Der junge Normanne atmete tief durch, überwand sich dann aber und zählte Bertrand drei Francs hin. »So, dafür will ich aber den Wein. Und denke ja nicht, du könntest den Becher einfach von oben herabwerfen, wie du es mit den Würsten machst. Wir sind Menschen und keine Hunde.«
»Ich reiche ihn dir runter«, versprach Bertrand und ging zum nächsten Passagier, um dessen Essgeschirr zu füllen.

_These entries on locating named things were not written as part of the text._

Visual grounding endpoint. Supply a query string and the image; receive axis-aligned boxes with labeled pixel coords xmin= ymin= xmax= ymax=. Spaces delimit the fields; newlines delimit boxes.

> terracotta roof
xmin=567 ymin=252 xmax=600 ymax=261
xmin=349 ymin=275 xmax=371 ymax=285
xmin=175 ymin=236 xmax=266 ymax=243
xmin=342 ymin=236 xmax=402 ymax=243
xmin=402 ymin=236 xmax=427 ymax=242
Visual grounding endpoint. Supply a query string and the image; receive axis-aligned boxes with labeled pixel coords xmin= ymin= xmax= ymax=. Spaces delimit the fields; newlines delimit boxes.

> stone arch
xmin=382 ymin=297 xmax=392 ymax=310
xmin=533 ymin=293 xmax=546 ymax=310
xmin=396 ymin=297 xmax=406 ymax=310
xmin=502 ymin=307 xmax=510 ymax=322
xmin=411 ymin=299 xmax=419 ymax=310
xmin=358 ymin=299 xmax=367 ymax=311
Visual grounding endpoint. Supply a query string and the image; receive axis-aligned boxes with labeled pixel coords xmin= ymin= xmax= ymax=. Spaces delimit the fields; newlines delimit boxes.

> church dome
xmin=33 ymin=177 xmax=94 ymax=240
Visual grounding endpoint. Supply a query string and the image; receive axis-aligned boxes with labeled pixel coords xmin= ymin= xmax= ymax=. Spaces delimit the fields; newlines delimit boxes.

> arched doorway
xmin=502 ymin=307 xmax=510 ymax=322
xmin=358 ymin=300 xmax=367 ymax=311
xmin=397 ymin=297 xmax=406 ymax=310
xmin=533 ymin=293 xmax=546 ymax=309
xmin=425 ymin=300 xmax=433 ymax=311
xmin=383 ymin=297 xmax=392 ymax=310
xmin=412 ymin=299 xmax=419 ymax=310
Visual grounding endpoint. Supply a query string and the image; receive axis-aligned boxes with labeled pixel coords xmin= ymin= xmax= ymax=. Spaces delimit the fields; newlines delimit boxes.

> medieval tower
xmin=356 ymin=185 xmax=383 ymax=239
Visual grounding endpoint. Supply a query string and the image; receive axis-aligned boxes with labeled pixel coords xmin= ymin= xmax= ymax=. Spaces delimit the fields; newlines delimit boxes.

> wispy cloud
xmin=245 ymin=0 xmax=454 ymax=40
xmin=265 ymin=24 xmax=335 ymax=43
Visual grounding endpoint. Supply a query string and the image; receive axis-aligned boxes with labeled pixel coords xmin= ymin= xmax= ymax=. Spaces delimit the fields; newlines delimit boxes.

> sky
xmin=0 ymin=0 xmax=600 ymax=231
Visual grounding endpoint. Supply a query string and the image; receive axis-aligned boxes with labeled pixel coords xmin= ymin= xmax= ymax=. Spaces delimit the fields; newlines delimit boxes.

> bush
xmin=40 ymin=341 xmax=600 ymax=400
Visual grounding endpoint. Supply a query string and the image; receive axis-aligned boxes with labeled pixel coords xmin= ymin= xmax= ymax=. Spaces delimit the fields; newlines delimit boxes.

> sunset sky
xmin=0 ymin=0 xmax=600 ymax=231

Thierry warf ihm einen kurzen Blick nach und wandte sich dann an Gertrude, die für Walther übersetzte. »Diese drei Francs schmerzen mich mehr als alles Geld, das ich bisher in meinem Leben ausgegeben habe. Doch um meines Vaters willen bin ich bereit, selbst meinen Stolz in die Gosse zu schmeißen.«
Walther fand seine Haltung bewundernswert und wünschte sich, er könnte ihm oder seinem Vater helfen. Zwar hatte er in der Erwartung, in Amerika unter Umständen an den Grenzen der Zivilisation siedeln zu müssen, einige medizinische Fachbücher gelesen, doch mehr, als dass man einen gebrochenen Knochen schienen müsse, hatte er kaum gelernt. Trotzdem ging er nun zu dem Verletzten.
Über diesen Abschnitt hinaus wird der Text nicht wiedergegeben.